I was stood in a sandwich bar the other day, waiting for my order. Behind me a man was instructing one of the shop staff about what he wanted in his salad box. When he started speaking I turned around, the way we all often do – unthinkingly, with our mind mostly somewhere far away. The man’s voice was harsh-sounding and his appearance intimidating. Though an inch or two shorter than me, he was massively built with a neck that could have supported a mighty oak and that regulation skinhead haircut which the media has informed us we should associate with football hooligans and right wing, bovver-booted neo-Nazis.
I didn’t like him. Give us a dark alley and him a long Saturday filled with pint after pint of wife-beater, and just the threat of boredom would give him enough of a reason to make me into another statistic. But then I noticed something.
It was a tiny gesture, but it changed my opinion of him in a moment.
He licked his lips. Watching the shop guy move from one Tupperware container to another filling up his order, the man licked his lips. He was imagining how it would taste, maybe how it would feel as it slid down into his hungry stomach. I could relate; I had been having similar thoughts about the big, fat sandwich that was soon to be heading my way. And in that moment his ugly mug was a picture of beauty. Really, I say this without any hint of irony and in complete confidence of my own orientations: the man was beautiful.
I felt ashamed about having judged him so harshly and so quickly, about only seeing a monster when I should know that not only are we all complicated beings capable of a range of emotional extremes, positive and negative, but that appearances are deceptive – not every bad guy has a hooked nose, a bald head and a maniacal laugh. And… you know, vice versa.

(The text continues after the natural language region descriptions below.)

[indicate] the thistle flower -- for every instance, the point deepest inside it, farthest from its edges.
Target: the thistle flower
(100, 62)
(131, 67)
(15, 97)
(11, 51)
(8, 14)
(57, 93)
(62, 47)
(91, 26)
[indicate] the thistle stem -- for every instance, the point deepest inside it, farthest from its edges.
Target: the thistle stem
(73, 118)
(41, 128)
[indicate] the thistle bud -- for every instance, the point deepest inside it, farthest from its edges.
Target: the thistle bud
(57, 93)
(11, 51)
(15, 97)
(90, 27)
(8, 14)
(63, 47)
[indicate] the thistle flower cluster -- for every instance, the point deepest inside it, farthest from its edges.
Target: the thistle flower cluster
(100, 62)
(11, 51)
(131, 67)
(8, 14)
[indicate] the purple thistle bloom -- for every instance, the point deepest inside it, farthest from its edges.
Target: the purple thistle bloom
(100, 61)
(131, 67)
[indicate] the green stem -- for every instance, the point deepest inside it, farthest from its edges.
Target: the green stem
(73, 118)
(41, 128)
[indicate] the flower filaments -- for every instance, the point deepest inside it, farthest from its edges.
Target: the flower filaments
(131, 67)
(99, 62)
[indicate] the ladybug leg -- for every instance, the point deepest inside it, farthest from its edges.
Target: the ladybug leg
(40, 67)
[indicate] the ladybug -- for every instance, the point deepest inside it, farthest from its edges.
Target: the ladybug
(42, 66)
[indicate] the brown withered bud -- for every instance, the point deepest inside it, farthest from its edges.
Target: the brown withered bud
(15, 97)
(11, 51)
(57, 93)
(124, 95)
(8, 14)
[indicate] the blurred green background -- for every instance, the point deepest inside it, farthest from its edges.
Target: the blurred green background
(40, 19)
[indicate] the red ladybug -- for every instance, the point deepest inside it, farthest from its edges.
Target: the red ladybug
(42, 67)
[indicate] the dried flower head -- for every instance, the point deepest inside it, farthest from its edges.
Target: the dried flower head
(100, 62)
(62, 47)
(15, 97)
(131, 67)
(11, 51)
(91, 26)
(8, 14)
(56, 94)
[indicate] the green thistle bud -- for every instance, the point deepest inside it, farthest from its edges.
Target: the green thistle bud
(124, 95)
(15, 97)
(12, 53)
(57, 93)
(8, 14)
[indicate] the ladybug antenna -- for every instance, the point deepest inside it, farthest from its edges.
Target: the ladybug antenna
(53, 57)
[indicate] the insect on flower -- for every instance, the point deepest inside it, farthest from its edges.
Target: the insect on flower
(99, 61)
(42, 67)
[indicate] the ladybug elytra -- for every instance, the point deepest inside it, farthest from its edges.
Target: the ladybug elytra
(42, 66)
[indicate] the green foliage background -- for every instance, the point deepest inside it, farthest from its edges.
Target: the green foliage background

Not that any of this necessarily excludes the possibility of Saturday night, the alley and wishes that I had stuck with karate when I was fifteen. But nonetheless I was troubled about our violent world as I headed back to work. What was it about life in our society that had helped to make me automatically so judgemental towards this guy? I guessed at least part of it was the overwhelming evidence that, time after time, we human beings visit horrific pain, death and torture upon one another, often seemingly for no other reason than the apparent pleasure of doing so. ‘Why?’ I asked myself again. And my thinking sort of went like this:
What’s wrong with us?
Why can such empathetic animals as we are so often revel in causing each other pain and suffering? Wars are fought all over the world for reasons which, if not condonable, can in some way be understood… Protecting what you have, taking someone else’s land, revenge, disagreements over the ownership of God. Well, maybe I can’t understand the last one so much. But what I certainly don’t get is the Saturday night punch up down the pub, the finding some poor guy who only wants to mind his own business and kicking him until he goes squishy.
British society clothes, feeds and houses most of us. The vast majority of people will have the chance to fall in love, to reproduce if they want to. So where is the need to fight, unless there is some dark and violent evil within us which requires satisfaction?
Did we grow up too fast?
Or maybe we all could do with recognising the monster within ourselves, the primal animal held in check by our laws, our three-piece suits and our suburban living. The adrenaline monster left unsatisfied by pixel violence or sporting competition is that same monster which did its fair part in ensuring our survival when we competed with all the other animals for the right to exist, and now it finds itself left out in the cold while its goody-two-shoes brother ‘superior brain capacity’ continues to be celebrated and gets to play with all the best toys.
We should be better than this.
‘But recognising our flaws is only ever half the battle,’ I thought to myself as I reached around in my pocket for my work keys.
So there I was struggling with a door handle, a Yale lock and arms full of goodies while being possessed of just the two hands; something had to give and, somewhat typically, it was the sandwich which flew from my grasp and splayed itself all over the filthy cobbles. Frustration boiled over within me and I felt my skin becoming like a claustrophobia-inducing barrier as anger rose inside, my muscles tensing up and suddenly screaming for action.
And I’ll tell you this: I really felt like hitting something at that moment. But I didn’t.